Over the past week, a number of Second Life customers may have noticed that they were not being billed promptly for their Premium membership subscriptions, mainland tier fees, and monthly private region fees, with some customers inadvertently receiving delinquent balance notices by email, as we described on our status blog.
This incident has now been corrected, and our nightly billing system has since processed all users that should have been billed over the past week.
I wanted to share with you some of the details of what happened to cause this outage from our internal post mortem and more importantly, what we’re doing to prevent this happening in the future.
Every night, one of our batch processes collects a list of users that should be billed on that day, and processes that list through one of our internal data service subsystems. Internally, we refer to this process as the 'Nightly Biller'.
A regularly scheduled deploy to that same data service subsystem for a new internal feature inadvertently contained a regression which prevented this Nightly Biller process from running to completion.
On February 1st, 2016, we began a rolling deploy of code to one of our internal dataservice subsystems. For this particular deploy, we opted to deploy the code to the backend machines over four days, deploying to six hosts each day. The deploy was completed on February 4th.
The first support issue regarding billing issues was raised on February 8th, however, as we only had one incident reported to our payments team, we decided to wait and see if they were billed correctly the next night.
However, we were notified on the morning of February 9th that 546 private regions had not been billed, and an internal investigation began with a team assembled from Second Life Engineering, Payments, QA and Network Operations teams. This team identified the regression by 9am, and had pushed the required code fixes to our build system. By noon, the proposed fix was pushed to our staging environment for testing.
Unfortunately, testing overnight uncovered a further problem with this new code that would have prevented new users from being able to join Second Life. On February 10th, investigation into this failure, and how it was connected with both the Nightly Biller system, and our new internal tool code continued.
By February 11th, we had made the decision to roll back to the previous code version that would have allowed the Nightly Biller to complete successfully, but would have disabled our new internal feature. One final review of the new code uncovered an issue with an outdated version of some Linden-specific web libraries. Once these libraries were updated and deployed to our staging environment, our QA team were able to successfully complete the tests for our Nightly Biller, our new internal tool, and the User Registration flow.
The new code was pushed out to our production dataservice subsystem by 7pm on February 11th, and the Payments team were able to confirm that the Nightly Biller ran successfully later that evening.
As a result of this incident, we’re making some internal process changes:
- Firstly, we’ll be changing our build system to ensure that when new code is built, we’re always using the latest version of our internal libraries.

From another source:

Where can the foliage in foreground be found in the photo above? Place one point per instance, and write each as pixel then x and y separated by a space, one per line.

- Secondly, we are implementing changes to our workflow around code deploys to ensure that such regressions do not occur in the future
We're always striving for low risk software deploys at the Lab, and each code deploy request made is evaluated for a potential risk level. Further reducing our risk is internal documentation that describes the release process. Unfortunately, a key step was missed in the process, which inadvertently led to a high risk situation, and the failure of our nightly biller. The above changes are already in progress which will reduce the likelihood of incidents such as this recurring.